Hmmm, i didn't realize the 45 tonner or dizzie, was such a large loco. The largest loco i run is a LGB sumpter Valley Mallet scaled up to 1/20.3 My next largest is a connie. I really don't want the loco to dwarf my regular fleet, i just want something to shove cars around the yard. Hopefully when i save some cash I wanna get the B-mann k. But I assume thats gona be awhile. 

When the porter is listed as a "spectrum" is that the 1.20 version or the older smaller one? 

Terry


----------



## Spule 4 (Jan 2, 2008)

The current edition Spectrum porter is the 1:20.3 version. There are two, the side tank with wood cab and saddle tank with steel cab. I have and like both for different reasons.


----------



## SlateCreek (Jan 2, 2008)

Dunno if this helps, but here's a few comparison shots (terrible, blurry cellphone photos) of a 45 Tonner or two with a Bachmann 2-8-0. And one or two with a railtruck and an LGB caboose. The gray boxcar is the AMS navy one. 

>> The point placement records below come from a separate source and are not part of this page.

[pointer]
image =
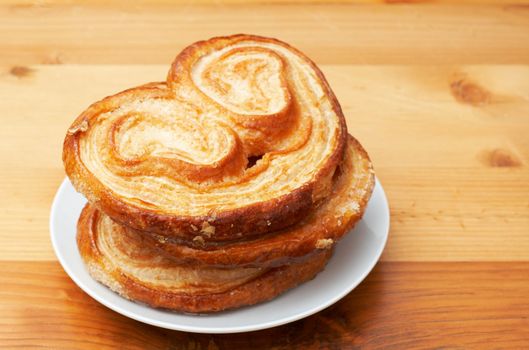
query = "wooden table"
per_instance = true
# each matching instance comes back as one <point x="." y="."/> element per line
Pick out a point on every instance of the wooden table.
<point x="437" y="92"/>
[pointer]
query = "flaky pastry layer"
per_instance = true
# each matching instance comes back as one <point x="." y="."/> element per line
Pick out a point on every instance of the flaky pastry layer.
<point x="138" y="272"/>
<point x="242" y="139"/>
<point x="323" y="226"/>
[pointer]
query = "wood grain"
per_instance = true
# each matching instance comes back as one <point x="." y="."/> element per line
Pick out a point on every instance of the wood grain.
<point x="455" y="172"/>
<point x="399" y="306"/>
<point x="40" y="32"/>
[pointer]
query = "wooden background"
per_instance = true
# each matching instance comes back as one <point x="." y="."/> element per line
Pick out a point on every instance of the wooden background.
<point x="438" y="92"/>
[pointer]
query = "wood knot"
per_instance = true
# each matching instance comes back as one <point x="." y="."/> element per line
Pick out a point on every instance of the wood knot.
<point x="466" y="91"/>
<point x="21" y="71"/>
<point x="499" y="158"/>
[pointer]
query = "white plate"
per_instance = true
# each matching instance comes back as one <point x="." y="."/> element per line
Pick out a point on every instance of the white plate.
<point x="354" y="258"/>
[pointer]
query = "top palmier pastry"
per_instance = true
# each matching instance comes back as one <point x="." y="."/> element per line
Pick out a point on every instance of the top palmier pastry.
<point x="243" y="138"/>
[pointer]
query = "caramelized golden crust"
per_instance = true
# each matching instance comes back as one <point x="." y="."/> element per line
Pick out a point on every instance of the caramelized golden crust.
<point x="174" y="158"/>
<point x="325" y="225"/>
<point x="139" y="273"/>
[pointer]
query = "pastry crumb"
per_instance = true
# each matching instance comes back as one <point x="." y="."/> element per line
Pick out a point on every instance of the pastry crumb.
<point x="199" y="240"/>
<point x="324" y="243"/>
<point x="81" y="127"/>
<point x="207" y="229"/>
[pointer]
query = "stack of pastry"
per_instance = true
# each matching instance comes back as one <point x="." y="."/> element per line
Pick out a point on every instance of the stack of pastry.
<point x="224" y="186"/>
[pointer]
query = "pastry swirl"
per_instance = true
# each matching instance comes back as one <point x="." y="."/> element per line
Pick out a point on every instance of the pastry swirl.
<point x="138" y="272"/>
<point x="242" y="139"/>
<point x="352" y="188"/>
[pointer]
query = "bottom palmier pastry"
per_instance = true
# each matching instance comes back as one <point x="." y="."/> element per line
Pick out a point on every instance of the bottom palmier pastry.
<point x="326" y="224"/>
<point x="139" y="272"/>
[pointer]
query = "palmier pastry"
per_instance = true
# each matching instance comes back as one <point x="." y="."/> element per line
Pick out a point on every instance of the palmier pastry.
<point x="326" y="224"/>
<point x="138" y="272"/>
<point x="223" y="186"/>
<point x="242" y="139"/>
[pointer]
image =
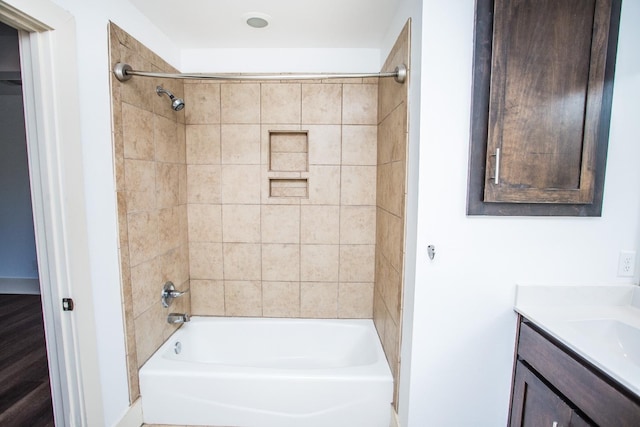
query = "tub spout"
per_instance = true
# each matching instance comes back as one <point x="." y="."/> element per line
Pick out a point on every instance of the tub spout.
<point x="175" y="318"/>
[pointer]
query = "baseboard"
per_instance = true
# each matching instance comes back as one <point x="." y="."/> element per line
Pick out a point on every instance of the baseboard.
<point x="10" y="285"/>
<point x="133" y="416"/>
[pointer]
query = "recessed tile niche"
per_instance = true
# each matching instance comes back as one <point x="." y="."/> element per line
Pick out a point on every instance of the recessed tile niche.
<point x="288" y="163"/>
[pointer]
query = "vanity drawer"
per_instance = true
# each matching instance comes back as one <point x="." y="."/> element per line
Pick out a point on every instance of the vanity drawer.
<point x="586" y="388"/>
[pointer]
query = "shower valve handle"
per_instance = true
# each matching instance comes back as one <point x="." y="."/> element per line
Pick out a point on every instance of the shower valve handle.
<point x="169" y="292"/>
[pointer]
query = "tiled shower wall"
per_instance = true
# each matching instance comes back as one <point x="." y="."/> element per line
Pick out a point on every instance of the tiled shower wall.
<point x="253" y="253"/>
<point x="151" y="188"/>
<point x="391" y="199"/>
<point x="195" y="202"/>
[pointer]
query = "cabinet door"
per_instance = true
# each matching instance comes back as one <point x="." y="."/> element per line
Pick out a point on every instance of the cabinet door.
<point x="542" y="91"/>
<point x="535" y="404"/>
<point x="547" y="84"/>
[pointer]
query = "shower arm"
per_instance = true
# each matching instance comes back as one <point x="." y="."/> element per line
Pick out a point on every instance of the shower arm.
<point x="124" y="72"/>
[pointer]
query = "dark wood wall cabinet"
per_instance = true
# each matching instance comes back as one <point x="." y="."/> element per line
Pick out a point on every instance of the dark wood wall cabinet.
<point x="554" y="387"/>
<point x="542" y="89"/>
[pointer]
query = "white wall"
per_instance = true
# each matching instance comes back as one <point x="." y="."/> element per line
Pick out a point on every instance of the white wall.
<point x="93" y="66"/>
<point x="463" y="326"/>
<point x="91" y="19"/>
<point x="280" y="60"/>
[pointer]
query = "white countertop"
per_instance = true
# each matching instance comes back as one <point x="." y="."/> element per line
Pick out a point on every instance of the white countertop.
<point x="600" y="323"/>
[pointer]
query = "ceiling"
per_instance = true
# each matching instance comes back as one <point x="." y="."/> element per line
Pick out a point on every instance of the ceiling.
<point x="202" y="24"/>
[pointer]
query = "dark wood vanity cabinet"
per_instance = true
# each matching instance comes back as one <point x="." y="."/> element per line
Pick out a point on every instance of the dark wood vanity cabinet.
<point x="553" y="387"/>
<point x="543" y="78"/>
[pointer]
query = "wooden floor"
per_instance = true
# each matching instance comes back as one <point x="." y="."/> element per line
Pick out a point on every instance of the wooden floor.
<point x="25" y="397"/>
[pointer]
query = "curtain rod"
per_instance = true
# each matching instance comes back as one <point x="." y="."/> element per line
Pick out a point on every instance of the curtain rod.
<point x="124" y="72"/>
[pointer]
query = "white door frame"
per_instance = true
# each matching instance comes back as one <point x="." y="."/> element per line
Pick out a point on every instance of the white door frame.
<point x="52" y="118"/>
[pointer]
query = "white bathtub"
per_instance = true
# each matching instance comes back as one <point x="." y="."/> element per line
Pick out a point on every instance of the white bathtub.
<point x="260" y="372"/>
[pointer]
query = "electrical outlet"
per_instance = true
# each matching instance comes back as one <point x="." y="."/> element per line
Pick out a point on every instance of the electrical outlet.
<point x="627" y="264"/>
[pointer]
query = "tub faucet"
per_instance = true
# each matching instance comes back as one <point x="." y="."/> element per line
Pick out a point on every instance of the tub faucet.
<point x="175" y="318"/>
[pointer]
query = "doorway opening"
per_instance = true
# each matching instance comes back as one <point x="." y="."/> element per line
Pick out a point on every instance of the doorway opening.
<point x="25" y="387"/>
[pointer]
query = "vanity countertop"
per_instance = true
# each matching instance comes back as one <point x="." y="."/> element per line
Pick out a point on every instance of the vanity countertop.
<point x="600" y="323"/>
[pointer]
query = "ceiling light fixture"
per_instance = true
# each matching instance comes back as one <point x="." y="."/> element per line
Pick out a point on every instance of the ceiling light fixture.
<point x="257" y="20"/>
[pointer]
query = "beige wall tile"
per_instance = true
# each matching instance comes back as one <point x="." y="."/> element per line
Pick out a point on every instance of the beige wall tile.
<point x="281" y="103"/>
<point x="149" y="332"/>
<point x="168" y="230"/>
<point x="358" y="185"/>
<point x="359" y="145"/>
<point x="143" y="236"/>
<point x="281" y="299"/>
<point x="325" y="144"/>
<point x="265" y="137"/>
<point x="324" y="185"/>
<point x="140" y="184"/>
<point x="360" y="104"/>
<point x="205" y="223"/>
<point x="241" y="223"/>
<point x="357" y="225"/>
<point x="280" y="224"/>
<point x="389" y="285"/>
<point x="240" y="144"/>
<point x="357" y="263"/>
<point x="146" y="285"/>
<point x="320" y="224"/>
<point x="203" y="144"/>
<point x="181" y="146"/>
<point x="322" y="103"/>
<point x="166" y="139"/>
<point x="355" y="300"/>
<point x="395" y="241"/>
<point x="137" y="127"/>
<point x="203" y="184"/>
<point x="240" y="102"/>
<point x="319" y="300"/>
<point x="174" y="265"/>
<point x="242" y="261"/>
<point x="203" y="103"/>
<point x="393" y="137"/>
<point x="205" y="261"/>
<point x="167" y="185"/>
<point x="241" y="184"/>
<point x="182" y="184"/>
<point x="207" y="297"/>
<point x="380" y="315"/>
<point x="319" y="263"/>
<point x="243" y="298"/>
<point x="281" y="262"/>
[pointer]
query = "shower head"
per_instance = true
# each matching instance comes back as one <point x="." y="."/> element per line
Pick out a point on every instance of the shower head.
<point x="176" y="103"/>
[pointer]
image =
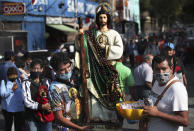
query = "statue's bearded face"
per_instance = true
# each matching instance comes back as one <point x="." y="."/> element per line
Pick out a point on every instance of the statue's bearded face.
<point x="103" y="19"/>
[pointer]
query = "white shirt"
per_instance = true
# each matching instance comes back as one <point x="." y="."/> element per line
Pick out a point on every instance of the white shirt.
<point x="143" y="73"/>
<point x="174" y="99"/>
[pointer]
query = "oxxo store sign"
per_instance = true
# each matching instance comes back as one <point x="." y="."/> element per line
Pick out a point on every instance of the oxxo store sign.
<point x="14" y="8"/>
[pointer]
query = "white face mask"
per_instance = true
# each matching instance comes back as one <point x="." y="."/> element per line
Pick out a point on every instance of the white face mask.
<point x="162" y="78"/>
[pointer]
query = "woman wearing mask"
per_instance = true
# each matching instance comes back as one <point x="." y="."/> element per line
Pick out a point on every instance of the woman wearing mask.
<point x="12" y="101"/>
<point x="59" y="92"/>
<point x="35" y="91"/>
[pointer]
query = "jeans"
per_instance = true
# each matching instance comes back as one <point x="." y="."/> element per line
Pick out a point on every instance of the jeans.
<point x="18" y="119"/>
<point x="38" y="126"/>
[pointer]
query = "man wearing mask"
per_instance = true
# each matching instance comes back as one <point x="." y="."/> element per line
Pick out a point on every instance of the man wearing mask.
<point x="60" y="100"/>
<point x="178" y="67"/>
<point x="9" y="58"/>
<point x="171" y="112"/>
<point x="31" y="92"/>
<point x="12" y="101"/>
<point x="143" y="76"/>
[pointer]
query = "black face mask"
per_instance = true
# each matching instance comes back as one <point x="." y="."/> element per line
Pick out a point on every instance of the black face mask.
<point x="34" y="75"/>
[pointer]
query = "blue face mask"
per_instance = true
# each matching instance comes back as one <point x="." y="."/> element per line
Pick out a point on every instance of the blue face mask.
<point x="66" y="76"/>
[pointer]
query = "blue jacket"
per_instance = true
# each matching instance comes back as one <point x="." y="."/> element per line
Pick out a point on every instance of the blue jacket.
<point x="12" y="101"/>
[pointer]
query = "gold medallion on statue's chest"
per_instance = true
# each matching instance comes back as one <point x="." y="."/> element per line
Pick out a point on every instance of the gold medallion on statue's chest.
<point x="102" y="39"/>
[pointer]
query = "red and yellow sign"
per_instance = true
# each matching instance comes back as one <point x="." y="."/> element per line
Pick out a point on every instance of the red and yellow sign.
<point x="14" y="8"/>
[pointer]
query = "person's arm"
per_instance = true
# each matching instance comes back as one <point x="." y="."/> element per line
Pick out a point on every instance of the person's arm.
<point x="115" y="51"/>
<point x="67" y="123"/>
<point x="148" y="84"/>
<point x="185" y="80"/>
<point x="5" y="91"/>
<point x="180" y="117"/>
<point x="29" y="103"/>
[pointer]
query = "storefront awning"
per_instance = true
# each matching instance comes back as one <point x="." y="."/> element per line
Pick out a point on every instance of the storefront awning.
<point x="63" y="28"/>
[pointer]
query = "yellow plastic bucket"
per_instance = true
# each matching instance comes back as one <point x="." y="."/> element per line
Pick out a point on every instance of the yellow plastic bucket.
<point x="129" y="114"/>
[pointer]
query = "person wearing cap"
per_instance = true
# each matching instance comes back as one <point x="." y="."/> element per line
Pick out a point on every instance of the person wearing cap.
<point x="178" y="67"/>
<point x="60" y="100"/>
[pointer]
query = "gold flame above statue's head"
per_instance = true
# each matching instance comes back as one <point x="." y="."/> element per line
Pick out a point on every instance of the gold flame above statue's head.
<point x="104" y="7"/>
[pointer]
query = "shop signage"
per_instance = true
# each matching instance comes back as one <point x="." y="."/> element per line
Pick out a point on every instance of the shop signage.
<point x="14" y="8"/>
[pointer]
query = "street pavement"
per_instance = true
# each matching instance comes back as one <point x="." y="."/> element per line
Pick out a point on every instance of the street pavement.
<point x="134" y="127"/>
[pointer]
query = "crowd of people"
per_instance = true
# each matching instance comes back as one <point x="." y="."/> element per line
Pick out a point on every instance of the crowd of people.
<point x="36" y="93"/>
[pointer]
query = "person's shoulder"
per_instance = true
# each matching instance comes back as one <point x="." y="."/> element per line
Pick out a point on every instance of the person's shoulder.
<point x="122" y="66"/>
<point x="113" y="31"/>
<point x="178" y="86"/>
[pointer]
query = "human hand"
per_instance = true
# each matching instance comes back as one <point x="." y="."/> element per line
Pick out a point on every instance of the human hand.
<point x="15" y="86"/>
<point x="151" y="111"/>
<point x="102" y="46"/>
<point x="46" y="107"/>
<point x="86" y="128"/>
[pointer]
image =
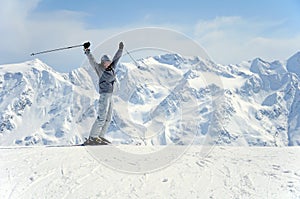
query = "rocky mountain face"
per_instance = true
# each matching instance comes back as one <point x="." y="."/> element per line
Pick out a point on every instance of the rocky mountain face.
<point x="165" y="99"/>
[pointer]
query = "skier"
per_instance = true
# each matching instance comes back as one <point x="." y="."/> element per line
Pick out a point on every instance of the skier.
<point x="105" y="71"/>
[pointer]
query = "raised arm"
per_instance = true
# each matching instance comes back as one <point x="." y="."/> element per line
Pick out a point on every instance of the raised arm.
<point x="93" y="62"/>
<point x="118" y="55"/>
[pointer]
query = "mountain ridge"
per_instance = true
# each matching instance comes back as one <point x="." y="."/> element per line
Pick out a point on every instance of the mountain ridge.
<point x="254" y="103"/>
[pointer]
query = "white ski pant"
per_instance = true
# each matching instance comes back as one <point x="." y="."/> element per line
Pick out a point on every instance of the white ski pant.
<point x="104" y="114"/>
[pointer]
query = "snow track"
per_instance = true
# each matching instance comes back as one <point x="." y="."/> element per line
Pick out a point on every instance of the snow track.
<point x="226" y="172"/>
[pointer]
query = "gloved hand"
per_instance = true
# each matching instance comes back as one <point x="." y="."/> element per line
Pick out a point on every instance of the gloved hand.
<point x="121" y="45"/>
<point x="86" y="45"/>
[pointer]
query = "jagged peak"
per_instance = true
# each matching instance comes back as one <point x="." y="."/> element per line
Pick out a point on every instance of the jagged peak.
<point x="293" y="64"/>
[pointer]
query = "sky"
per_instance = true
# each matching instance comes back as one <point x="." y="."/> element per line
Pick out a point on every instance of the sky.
<point x="230" y="31"/>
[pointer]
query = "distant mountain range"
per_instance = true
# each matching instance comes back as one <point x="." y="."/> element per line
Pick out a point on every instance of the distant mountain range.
<point x="160" y="100"/>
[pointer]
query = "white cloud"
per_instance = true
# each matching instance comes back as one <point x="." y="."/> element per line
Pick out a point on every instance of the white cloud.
<point x="235" y="39"/>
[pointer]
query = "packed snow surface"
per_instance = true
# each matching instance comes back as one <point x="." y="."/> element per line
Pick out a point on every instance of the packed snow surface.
<point x="216" y="172"/>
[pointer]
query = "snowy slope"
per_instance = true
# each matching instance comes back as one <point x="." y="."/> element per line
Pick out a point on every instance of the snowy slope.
<point x="165" y="99"/>
<point x="224" y="172"/>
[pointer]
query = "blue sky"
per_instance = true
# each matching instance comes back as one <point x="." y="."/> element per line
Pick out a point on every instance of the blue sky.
<point x="230" y="31"/>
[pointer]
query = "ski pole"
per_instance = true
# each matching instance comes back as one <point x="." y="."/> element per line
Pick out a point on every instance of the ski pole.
<point x="86" y="45"/>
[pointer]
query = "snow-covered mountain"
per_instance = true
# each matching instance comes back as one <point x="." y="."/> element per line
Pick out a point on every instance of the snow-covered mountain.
<point x="163" y="99"/>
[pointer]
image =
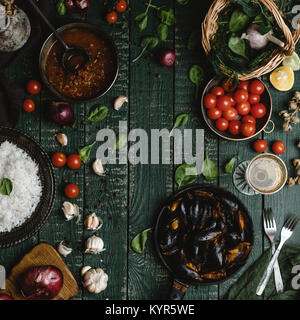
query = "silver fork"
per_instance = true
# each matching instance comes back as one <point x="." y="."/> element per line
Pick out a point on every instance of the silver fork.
<point x="270" y="230"/>
<point x="286" y="233"/>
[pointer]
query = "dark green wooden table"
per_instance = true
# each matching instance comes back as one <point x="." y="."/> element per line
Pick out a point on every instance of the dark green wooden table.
<point x="128" y="197"/>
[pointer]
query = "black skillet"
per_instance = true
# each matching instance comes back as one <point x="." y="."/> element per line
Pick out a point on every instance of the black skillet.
<point x="181" y="284"/>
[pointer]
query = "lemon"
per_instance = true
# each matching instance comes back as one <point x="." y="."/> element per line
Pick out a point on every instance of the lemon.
<point x="293" y="61"/>
<point x="283" y="78"/>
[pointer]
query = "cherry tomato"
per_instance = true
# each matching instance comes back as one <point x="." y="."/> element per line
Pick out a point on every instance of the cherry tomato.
<point x="33" y="87"/>
<point x="230" y="114"/>
<point x="249" y="119"/>
<point x="59" y="159"/>
<point x="254" y="98"/>
<point x="228" y="85"/>
<point x="243" y="108"/>
<point x="240" y="96"/>
<point x="233" y="102"/>
<point x="111" y="17"/>
<point x="223" y="103"/>
<point x="278" y="147"/>
<point x="214" y="113"/>
<point x="244" y="85"/>
<point x="260" y="145"/>
<point x="71" y="190"/>
<point x="222" y="124"/>
<point x="258" y="110"/>
<point x="210" y="101"/>
<point x="256" y="87"/>
<point x="28" y="105"/>
<point x="121" y="6"/>
<point x="248" y="129"/>
<point x="234" y="127"/>
<point x="218" y="91"/>
<point x="73" y="161"/>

http://www.lscdata.com/users/slatecreek/141628247_463441666_0.jpg 
http://www.lscdata.com/users/slatecreek/141621134_463416272_0.jpg 
http://www.lscdata.com/users/slatecreek/141628247_463441665_0.jpg 
http://www.lscdata.com/users/slatecreek/7145 c1.JPG 
http://www.lscdata.com/users/slatecreek/7145goose.JPG 

You can see an LGB stock car behind the 45 tonner in the one wtih the goose. 

Matthew (OV)


----------



## nkelsey (Jan 4, 2008)

I have the new Porter, R/C, Battery with Airwire and Pheonix sound, and its a nice running little loco.


----------



## Guest (May 20, 2008)

I have the Saddle tanker and the 45'er (Huge)....Have you considered the LGB #50 Diesel Switcher? Not what you mentioned, but I just finished one w/ RCS, and I love it (14.4v NiMh from TOC)....they say it's close to Fn3..... 
cale


----------